Dono de uma conversa agradável e engraçada, esse baiano de 45 anos exibe o seu currículo esportivo invejável e explica que começou no esporte já na adolescência. Foi campeão estadual de futsal cinco vezes, campeão de remo iole no percurso Salvador/Mar Grande, Seleções Baiana; SESI e João Florenço no handebol e, também, campeão de natação estilo livre no campeonato SESI. Guarda suas medalhas de honra ao mérito dentro de uma caixa junto com as cartas e lembranças de seu namoro com sua esposa.

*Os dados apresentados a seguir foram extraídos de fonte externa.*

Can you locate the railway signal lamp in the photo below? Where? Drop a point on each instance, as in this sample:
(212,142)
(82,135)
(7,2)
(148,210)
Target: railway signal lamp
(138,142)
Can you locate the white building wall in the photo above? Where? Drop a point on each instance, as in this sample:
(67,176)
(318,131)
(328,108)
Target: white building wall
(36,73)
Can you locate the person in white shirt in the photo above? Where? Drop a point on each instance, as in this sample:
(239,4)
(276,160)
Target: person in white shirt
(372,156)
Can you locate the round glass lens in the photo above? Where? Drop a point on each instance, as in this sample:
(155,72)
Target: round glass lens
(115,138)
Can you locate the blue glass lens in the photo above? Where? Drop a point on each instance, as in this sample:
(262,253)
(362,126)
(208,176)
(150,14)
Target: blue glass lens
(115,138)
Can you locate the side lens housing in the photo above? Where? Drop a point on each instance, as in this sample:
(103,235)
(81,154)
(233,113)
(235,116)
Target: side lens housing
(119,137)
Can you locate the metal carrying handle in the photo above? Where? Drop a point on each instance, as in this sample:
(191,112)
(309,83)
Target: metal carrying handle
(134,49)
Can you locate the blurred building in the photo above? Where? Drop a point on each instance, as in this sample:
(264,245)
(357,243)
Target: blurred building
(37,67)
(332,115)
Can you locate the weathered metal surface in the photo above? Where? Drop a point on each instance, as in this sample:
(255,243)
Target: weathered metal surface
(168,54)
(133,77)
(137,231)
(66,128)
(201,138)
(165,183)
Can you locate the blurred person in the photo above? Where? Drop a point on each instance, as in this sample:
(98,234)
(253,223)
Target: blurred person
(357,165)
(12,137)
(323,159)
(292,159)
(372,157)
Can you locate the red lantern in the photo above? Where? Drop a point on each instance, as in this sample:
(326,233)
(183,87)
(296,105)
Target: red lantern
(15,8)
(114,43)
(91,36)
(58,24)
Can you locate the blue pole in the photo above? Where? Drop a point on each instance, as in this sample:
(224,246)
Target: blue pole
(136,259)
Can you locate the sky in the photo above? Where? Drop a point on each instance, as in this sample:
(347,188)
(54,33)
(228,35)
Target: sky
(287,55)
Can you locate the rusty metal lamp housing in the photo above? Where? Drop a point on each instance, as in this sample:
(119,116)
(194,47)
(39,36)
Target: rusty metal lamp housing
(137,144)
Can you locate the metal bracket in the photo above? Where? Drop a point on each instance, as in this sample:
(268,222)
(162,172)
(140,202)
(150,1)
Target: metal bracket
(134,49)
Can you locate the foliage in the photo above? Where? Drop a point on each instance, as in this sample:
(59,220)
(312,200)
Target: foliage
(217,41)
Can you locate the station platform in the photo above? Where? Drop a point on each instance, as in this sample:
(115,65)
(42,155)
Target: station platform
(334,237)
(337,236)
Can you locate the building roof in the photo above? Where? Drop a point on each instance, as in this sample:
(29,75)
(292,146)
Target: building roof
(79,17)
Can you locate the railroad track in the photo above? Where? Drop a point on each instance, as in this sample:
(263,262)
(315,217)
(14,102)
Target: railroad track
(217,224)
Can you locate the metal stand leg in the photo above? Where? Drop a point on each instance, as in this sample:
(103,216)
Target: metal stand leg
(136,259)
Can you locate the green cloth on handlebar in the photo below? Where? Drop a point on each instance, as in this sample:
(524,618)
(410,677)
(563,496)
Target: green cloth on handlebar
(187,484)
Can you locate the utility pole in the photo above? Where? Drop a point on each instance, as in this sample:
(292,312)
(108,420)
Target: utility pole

Empresário, casado há vinte anos, tem duas filhas de 12 e 10 anos de idade, porém, nenhuma demonstra tanto interesse pelo esporte quanto o pai. Na sua casa de enormes varandas, tem uma quadra de vôlei na grama do jardim e uma piscina, onde recebe os amigos e toma cerveja nos fins de semana.

Moreno, alguns cabelos brancos e com o peso acima do ideal, o único resquício da vida saudável que levava na juventude é o baba nos dias de terça-feira. Resolveu parar quando mudou de emprego, em 1989, e começou a viajar por toda a Bahia – era representante de vendas –, não pôde conciliar o trabalho com o esporte. Mas ainda hoje possui interesse pelo esporte e compara a época em que jogava com a atual: “Hoje em dia, não existe nenhuma empresa que incentive o esporte amador. Na minha época, por exemplo, a Brahma era a maior financiadora, não só de futsal, como também, handebol; vôlei; basquete”.

Desde sempre torcedor do Bahia, consegue ter esperanças de o time subir para a Série B, mesmo não indo a nenhum dos jogos na Fonte Nova, acompanha as notícias nos jornais esportivos e sofre com as piadas dos amigos rubro-negros, mas acredita que o Vitória não esteja assim tão bem não.